ArXiv paper: Expert-aware steering bypasses safety in MoE LLMs
Steering vectors suppress refusal using a single expert in Mixture-of-Experts models.
A new arXiv paper (under review for COLM 2026) titled "Expert-Aware Refusal Steering" explores how to suppress safety refusal behavior in Mixture-of-Experts (MoE) large language models. The authors extend previous refusal steering techniques—applying a steering vector during inference—to three open-source MoE LLMs. They find that the complex routing patterns in MoE architectures do not inhibit steering performance, and importantly, that refusal behavior can be effectively suppressed by manipulating the output of a single expert in the model.
The researchers propose two expert-aware methods: one that identifies refusal-specific expert routing patterns and another that uses expert-specific steering directions. Their experiments reveal that the signals captured by steering vectors differ from the routing behavior of experts, suggesting that attention mechanisms play a substantial role in MoE refusal behavior rather than the experts themselves. This work highlights potential vulnerabilities in safety alignment for MoE models and points to attack vectors that target specific experts to bypass guardrails.

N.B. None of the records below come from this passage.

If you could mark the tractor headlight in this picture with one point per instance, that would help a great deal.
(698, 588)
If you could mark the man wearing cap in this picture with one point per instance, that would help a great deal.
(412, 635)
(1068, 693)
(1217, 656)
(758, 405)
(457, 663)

- Refusal steering works on MoE LLMs without being hindered by complex expert routing.
- Suppressing refusal can be done by targeting the output of a single expert.
- Refusal signals differ from expert routing, implicating attention mechanisms in MoE safety behavior.
Why It Matters
Reveals a single-expert attack vector for bypassing safety in Mixture-of-Experts models, challenging current alignment assumptions.